BRUNSWICK, Ga. -- Jury selection in the trial of three men charged with chasing and killing Ahmaud Arbery crawled into its second week on Monday, with the judge and attorneys resuming their slow-moving task of questioning potential jurors one-by-one.
By the time court adjourned Monday night, Superior Court Judge Timothy Walmsley deemed nine additional prospective jurors to be fair-minded enough to remain in the pool from which a final jury will be chose.
That means 32 total potential jurors have been qualified to advance since jury selection began a week ago. That's about half the number that will be needed needed before a final jury can be seated. The judge has said it's possible that he may not seat a final jury of 12 people and four alternates until next week.
Arbery was fatally shot after a white father and son spotted the 25-year-old Black man running through their neighborhood outside the port city of Brunswick on Feb. 23, 2020. They armed themselves and pursued him in a pickup truck, and then a white neighbor, William “Roddie” Bryan, joined the chase in another truck. No one was charged until two months later, after Bryan's cellphone video of the chase and shooting leaked online and stirred a national outcry.
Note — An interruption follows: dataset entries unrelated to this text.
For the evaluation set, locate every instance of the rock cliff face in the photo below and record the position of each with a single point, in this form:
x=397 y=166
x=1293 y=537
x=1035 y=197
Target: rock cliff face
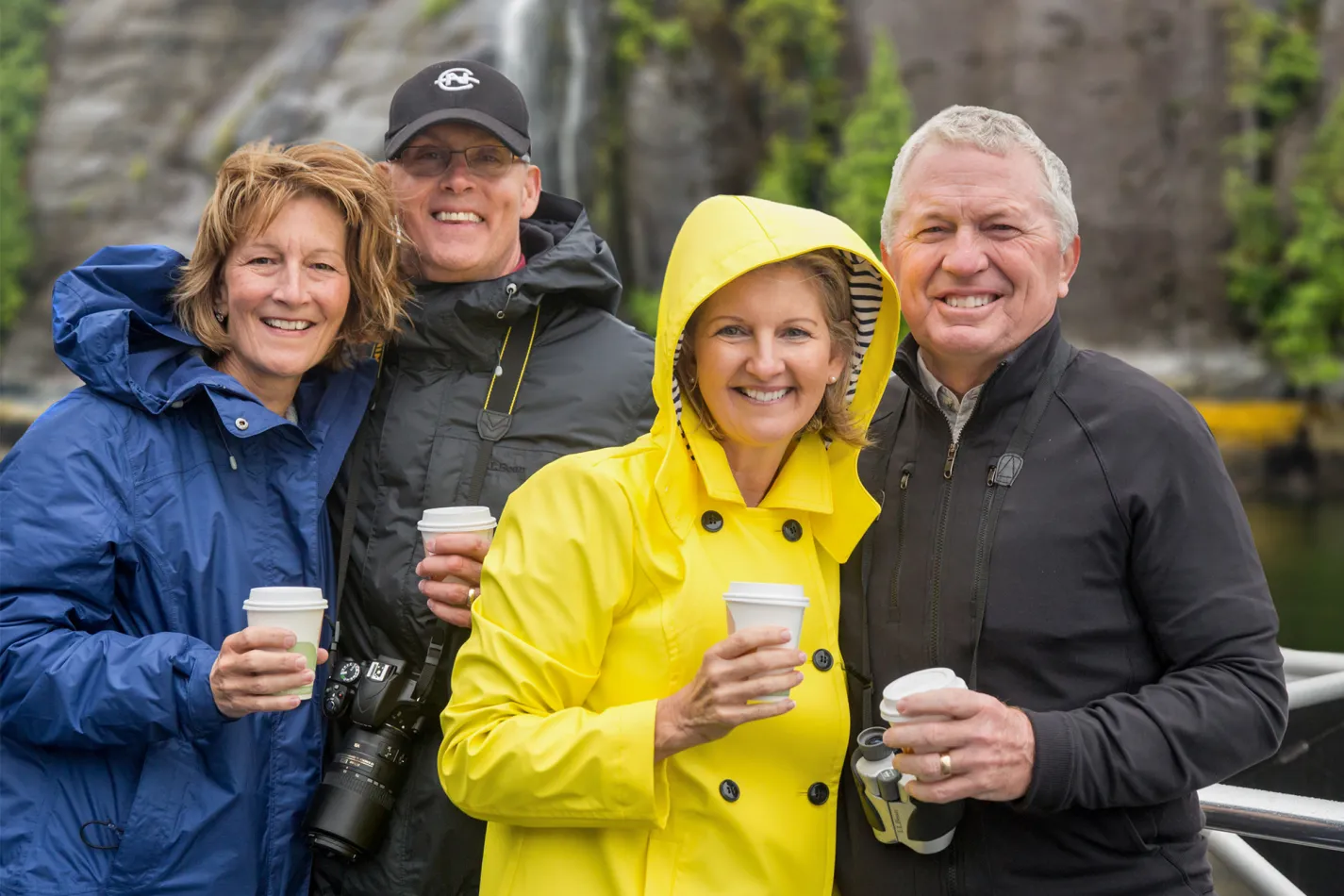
x=147 y=95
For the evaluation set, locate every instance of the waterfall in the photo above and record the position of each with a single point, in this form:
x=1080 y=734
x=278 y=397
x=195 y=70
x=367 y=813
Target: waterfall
x=556 y=107
x=575 y=97
x=523 y=57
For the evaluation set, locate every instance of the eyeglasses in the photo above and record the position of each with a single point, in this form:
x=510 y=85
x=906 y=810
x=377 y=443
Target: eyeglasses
x=489 y=160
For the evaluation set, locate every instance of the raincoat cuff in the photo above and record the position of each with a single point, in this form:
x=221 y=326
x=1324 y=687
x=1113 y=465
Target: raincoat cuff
x=1053 y=772
x=202 y=714
x=645 y=788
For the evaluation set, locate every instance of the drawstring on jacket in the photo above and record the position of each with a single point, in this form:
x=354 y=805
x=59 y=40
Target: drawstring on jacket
x=224 y=439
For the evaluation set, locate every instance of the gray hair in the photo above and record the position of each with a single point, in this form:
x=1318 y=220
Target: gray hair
x=993 y=132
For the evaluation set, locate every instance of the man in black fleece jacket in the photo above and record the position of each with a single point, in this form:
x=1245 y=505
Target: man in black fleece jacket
x=1096 y=585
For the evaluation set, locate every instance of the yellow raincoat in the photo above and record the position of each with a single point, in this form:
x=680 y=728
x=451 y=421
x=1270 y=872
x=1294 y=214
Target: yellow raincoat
x=604 y=589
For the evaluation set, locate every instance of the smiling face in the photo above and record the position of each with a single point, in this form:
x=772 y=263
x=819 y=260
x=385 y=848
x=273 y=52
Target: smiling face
x=976 y=258
x=285 y=291
x=462 y=224
x=764 y=357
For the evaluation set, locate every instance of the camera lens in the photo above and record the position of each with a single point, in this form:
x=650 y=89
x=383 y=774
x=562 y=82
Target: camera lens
x=357 y=791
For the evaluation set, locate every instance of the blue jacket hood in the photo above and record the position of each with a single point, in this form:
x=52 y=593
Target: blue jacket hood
x=113 y=326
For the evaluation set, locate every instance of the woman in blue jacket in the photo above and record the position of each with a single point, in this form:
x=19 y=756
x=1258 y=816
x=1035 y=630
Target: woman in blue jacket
x=141 y=746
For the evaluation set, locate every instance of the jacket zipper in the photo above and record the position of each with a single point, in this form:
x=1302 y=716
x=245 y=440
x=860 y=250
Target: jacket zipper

Now the McMichaels and Bryan face life in prison if convicted of murder. Their lawyers have opted to try to find an impartial jury in coastal Glynn County, a community of 85,000 where the slaying dominated news headlines, social media feeds and workplace chatter.
Defense attorneys said the men facing trial committed no crimes. They say the McMichaels had reason to suspect Arbery had committed crimes in the neighborhood because he had been seen previously entering a house under construction. They say Travis McMichael shot him in self-defense after Arbery attacked with his fists.
Prosecutors say Arbery was merely out jogging when he was slain. Investigators have said he was unarmed and there's no evidence he committed crimes in the area.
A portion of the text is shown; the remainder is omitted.